LONDON (Reuters) – A man with a knife stabbed another in an east London metro station yesterday evening, reportedly screaming “this is for Syria”, before police used a stun gun on the attacker and detained him.
“We are treating this as a terrorist incident,” Richard Walton, who leads the London police’s Counter Terrorism Command, said in a statement.
Police were called to reports of a number of people stabbed at the Leytonstone Underground station in east London and a man threatening other people with a knife. One man was seriously injured and two sustained minor injuries, police said.
London’s Evening Standard newspaper said the attacker had screamed “this is for Syria”. A police spokesman declined to comment on the report about Syria.

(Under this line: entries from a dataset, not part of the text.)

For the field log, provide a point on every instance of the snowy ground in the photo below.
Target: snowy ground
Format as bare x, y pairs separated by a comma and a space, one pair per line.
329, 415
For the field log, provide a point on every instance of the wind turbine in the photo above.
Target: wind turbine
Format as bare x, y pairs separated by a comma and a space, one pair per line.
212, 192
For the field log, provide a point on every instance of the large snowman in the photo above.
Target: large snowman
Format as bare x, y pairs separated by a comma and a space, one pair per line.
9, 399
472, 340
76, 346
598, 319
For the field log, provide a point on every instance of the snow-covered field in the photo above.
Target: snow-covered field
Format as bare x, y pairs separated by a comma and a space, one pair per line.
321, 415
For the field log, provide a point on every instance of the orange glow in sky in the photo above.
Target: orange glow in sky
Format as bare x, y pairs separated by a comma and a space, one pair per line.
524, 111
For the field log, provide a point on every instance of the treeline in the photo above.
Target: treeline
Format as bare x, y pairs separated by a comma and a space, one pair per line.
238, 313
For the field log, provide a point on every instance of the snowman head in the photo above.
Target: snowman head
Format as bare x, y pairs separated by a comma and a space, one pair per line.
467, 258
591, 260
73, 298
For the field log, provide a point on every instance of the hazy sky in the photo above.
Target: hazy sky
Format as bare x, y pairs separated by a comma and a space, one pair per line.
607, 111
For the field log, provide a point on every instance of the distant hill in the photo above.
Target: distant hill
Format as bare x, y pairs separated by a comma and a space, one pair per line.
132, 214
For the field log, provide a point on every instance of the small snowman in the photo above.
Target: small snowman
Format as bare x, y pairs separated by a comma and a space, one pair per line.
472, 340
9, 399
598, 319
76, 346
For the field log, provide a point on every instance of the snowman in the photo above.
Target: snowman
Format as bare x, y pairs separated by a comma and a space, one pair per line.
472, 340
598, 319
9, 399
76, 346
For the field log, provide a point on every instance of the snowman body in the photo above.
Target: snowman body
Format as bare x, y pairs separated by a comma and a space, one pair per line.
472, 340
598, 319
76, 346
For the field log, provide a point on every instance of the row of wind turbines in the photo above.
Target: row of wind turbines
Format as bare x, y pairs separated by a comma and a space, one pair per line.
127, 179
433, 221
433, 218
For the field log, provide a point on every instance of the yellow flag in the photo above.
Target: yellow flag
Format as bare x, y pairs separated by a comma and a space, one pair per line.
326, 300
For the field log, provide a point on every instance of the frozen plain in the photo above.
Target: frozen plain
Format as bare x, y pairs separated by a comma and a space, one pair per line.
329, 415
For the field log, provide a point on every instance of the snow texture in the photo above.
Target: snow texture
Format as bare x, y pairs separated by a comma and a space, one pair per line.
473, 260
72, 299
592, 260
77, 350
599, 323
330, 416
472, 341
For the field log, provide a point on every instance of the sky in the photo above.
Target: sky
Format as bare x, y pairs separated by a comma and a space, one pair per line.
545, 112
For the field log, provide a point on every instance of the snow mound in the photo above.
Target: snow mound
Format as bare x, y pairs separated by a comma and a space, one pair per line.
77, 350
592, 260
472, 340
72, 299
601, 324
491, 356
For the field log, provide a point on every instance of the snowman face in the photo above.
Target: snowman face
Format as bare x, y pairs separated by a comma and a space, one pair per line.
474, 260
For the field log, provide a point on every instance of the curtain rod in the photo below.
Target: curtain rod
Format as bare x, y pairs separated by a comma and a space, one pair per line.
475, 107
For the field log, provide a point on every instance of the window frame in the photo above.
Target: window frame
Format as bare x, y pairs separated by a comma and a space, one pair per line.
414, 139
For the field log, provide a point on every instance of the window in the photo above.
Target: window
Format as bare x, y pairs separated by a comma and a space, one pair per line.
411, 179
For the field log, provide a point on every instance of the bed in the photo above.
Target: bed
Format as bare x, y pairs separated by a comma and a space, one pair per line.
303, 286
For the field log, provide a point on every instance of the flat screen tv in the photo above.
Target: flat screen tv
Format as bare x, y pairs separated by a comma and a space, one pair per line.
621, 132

Britain is on its second-highest alert level of “severe,” meaning a militant attack is considered highly likely. This is mainly due to the threat the authorities say is posed by Islamic State militants in Syria and Iraq and their encouragement of supporters to carry out attacks in their homelands.
British lawmakers approved the bombing of Islamic State targets in Syria on Wednesday. Britain’s air force has since carried out two bombing raids.
Last month militant Islamist attacks in Paris killed 130 people.
Britain suffered by far its worst militant Islamist attack in July, 2005, when 52 people were killed by suicide bombs on underground trains and a bus.
In May 2013, a British army soldier Lee Rigby was attacked and killed by two Muslim converts on a busy street in southeast London, a murder that provoked disgust and fears of an anti-Muslim backlash.